NASA’s Curiosity Mars rover has recently revealed fascinating new details about the Martian surface, offering scientists their first close-up images of a region previously observed only from orbit. These stunning images uncover a series of low ridges on the planet’s surface, known as “boxwork” formations, which have the potential to rewrite parts of Mars’ geological history.

Unearthing the Boxwork Formations

The Curiosity rover’s new findings are a significant leap forward in understanding how Mars’ surface has evolved over billions of years. These crisscrossing ridges, some just a few inches tall, are arranged in a distinctive “boxwork” pattern.

Scientists believe that these ridges are the result of ancient groundwater that slowly percolated through the Martian bedrock, depositing minerals that eventually cemented into hardened structures. Over time, the wind erosion of Mars has worn down the surrounding rock but left the more resistant minerals intact, creating the exposed ridges.

The boxwork formations are found in the foothills of Mount Sharp, a towering three-mile-high mountain in Gale Crater, the site where Curiosity has been exploring since 2012. These patterns stretch across miles of rock layers that tell the story of Mars’ past. While the rover has observed similar formations elsewhere on Mars, the concentration of boxwork here is a unique feature of this region, sparking new questions about why such patterns only appear in this particular area.

Understanding the Role of Groundwater

The importance of these boxwork patterns lies in their connection to ancient Martian water. Scientists speculate that the ridges were formed when groundwater moved through the cracks and fissures of the rock, leaving behind mineral deposits that eventually hardened into cement-like structures. This new evidence reinforces the theory that water once played a significant role in shaping the Martian surface, even after the planet’s lakes and rivers dried up.

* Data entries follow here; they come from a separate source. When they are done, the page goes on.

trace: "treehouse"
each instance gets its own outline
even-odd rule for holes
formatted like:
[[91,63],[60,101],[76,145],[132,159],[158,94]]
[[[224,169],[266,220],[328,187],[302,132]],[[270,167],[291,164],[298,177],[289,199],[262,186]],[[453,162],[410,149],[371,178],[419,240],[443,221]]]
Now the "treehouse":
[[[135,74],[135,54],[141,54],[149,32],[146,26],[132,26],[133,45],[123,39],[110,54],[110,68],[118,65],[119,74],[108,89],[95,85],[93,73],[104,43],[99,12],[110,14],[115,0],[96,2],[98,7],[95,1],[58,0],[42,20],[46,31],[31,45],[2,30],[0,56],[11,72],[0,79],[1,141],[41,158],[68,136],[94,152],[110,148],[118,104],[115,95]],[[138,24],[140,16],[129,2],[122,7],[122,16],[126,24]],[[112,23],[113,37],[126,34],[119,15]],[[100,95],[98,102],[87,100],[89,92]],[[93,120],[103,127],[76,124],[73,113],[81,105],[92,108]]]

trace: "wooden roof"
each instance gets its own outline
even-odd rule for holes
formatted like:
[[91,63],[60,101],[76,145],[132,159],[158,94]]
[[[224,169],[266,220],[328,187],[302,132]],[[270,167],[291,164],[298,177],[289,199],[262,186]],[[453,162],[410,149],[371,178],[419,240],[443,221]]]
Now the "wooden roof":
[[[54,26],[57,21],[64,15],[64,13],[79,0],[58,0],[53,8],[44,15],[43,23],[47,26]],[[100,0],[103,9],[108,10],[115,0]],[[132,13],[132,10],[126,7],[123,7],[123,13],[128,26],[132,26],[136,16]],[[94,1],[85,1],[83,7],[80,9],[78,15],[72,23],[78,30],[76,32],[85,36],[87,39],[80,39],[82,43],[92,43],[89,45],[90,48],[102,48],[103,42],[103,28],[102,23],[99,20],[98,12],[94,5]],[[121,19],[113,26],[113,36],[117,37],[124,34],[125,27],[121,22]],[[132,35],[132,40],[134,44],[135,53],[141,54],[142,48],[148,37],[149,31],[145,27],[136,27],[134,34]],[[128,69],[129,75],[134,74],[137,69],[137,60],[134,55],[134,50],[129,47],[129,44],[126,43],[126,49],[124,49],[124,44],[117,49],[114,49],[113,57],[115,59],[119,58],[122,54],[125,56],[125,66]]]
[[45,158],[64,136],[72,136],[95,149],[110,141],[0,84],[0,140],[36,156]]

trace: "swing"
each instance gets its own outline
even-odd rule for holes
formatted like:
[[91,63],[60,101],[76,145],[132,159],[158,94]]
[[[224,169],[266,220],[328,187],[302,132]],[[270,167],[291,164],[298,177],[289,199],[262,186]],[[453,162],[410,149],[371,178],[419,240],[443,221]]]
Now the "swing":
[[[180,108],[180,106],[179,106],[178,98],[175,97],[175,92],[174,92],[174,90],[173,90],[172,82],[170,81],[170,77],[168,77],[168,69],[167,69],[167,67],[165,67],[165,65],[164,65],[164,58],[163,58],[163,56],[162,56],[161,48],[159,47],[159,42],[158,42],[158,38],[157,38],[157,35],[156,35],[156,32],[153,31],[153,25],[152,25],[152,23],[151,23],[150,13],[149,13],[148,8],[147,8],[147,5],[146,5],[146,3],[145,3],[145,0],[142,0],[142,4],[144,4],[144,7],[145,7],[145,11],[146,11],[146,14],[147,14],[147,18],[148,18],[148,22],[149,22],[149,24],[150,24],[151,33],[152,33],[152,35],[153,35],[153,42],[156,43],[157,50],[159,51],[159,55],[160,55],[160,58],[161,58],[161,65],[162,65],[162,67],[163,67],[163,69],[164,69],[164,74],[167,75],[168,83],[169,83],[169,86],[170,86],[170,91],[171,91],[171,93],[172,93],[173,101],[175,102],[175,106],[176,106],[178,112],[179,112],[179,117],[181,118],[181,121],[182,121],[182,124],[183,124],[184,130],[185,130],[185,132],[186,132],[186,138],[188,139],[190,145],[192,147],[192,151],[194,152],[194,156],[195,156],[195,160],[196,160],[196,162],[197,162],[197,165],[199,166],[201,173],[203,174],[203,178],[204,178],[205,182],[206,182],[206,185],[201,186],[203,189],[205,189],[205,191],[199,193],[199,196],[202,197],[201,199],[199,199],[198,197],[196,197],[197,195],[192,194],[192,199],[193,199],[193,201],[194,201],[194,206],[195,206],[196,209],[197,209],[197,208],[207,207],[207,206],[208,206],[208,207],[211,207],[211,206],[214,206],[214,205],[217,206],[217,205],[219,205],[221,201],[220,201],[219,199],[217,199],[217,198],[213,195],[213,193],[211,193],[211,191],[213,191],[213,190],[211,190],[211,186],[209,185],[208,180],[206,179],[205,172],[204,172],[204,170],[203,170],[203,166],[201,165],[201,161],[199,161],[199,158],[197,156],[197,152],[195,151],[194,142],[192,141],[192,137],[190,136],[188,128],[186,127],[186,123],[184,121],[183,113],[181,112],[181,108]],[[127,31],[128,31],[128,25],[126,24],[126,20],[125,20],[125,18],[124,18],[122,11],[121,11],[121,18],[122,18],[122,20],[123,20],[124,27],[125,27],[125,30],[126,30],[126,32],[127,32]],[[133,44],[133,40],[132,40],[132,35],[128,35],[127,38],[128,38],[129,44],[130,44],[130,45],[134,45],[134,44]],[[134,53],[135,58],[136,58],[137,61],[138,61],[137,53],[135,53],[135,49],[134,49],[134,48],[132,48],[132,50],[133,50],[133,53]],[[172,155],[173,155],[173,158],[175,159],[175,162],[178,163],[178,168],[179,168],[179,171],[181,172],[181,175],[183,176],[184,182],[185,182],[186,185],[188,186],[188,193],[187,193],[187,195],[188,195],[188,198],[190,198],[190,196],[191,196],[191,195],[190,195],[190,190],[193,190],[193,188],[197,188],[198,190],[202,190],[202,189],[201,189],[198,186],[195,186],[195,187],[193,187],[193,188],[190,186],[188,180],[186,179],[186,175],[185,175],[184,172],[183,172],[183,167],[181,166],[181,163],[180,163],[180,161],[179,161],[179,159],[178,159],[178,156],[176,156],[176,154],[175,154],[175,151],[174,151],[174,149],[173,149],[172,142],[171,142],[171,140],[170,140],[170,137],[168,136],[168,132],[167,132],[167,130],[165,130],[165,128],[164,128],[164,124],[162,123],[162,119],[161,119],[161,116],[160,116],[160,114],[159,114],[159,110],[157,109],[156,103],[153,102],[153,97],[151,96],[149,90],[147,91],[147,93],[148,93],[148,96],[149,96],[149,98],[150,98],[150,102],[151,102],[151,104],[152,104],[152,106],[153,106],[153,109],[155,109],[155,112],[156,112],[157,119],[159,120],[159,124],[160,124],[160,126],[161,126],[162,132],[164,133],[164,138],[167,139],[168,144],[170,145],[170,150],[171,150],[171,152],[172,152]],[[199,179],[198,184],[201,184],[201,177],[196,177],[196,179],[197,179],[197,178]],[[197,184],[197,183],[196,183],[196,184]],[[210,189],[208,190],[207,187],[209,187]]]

Curiosity’s project scientist, Ashwin Vasavada from NASA’s Jet Propulsion Laboratory, highlighted the mystery surrounding these ridges: “A big mystery is why the ridges were hardened into these big patterns and why only here.”

Clues about Mars’ Changing Climate

Another intriguing aspect of the boxwork patterns is their location within Mount Sharp’s various layers. The mountain’s different strata represent different periods in Mars’ ancient climate history, with Curiosity “time-traveling” through these layers as it ascends. The rover is currently investigating a layer rich in magnesium sulfates—salty minerals that form when water evaporates—indicating a period when Mars‘ climate began to dry.

Interestingly, while this layer suggests a drier environment, the boxwork formations provide evidence that even during this transition, groundwater was still active beneath the surface. This discovery suggests that even as Mars’ surface conditions shifted, water remained a critical force shaping the planet’s geological landscape.

New Findings and Ongoing Research

The rover’s mission has already uncovered some unexpected surprises. For example, the team has observed an unusual presence of tiny fractures in the bedrock filled with white veins of calcium sulfate, another mineral associated with groundwater. “That’s really surprising,” said Abigail Fraeman, Curiosity’s deputy project scientist. “These calcium sulfate veins used to be everywhere, but they more or less disappeared as we climbed higher up Mount Sharp.”

Also, Curiosity has begun drilling into a rock called “Altadena” to better understand the composition of this unique region. This will allow the team to analyze the minerals in greater detail and search for signs of organic molecules that could offer clues about the possibility of past microbial life on Mars.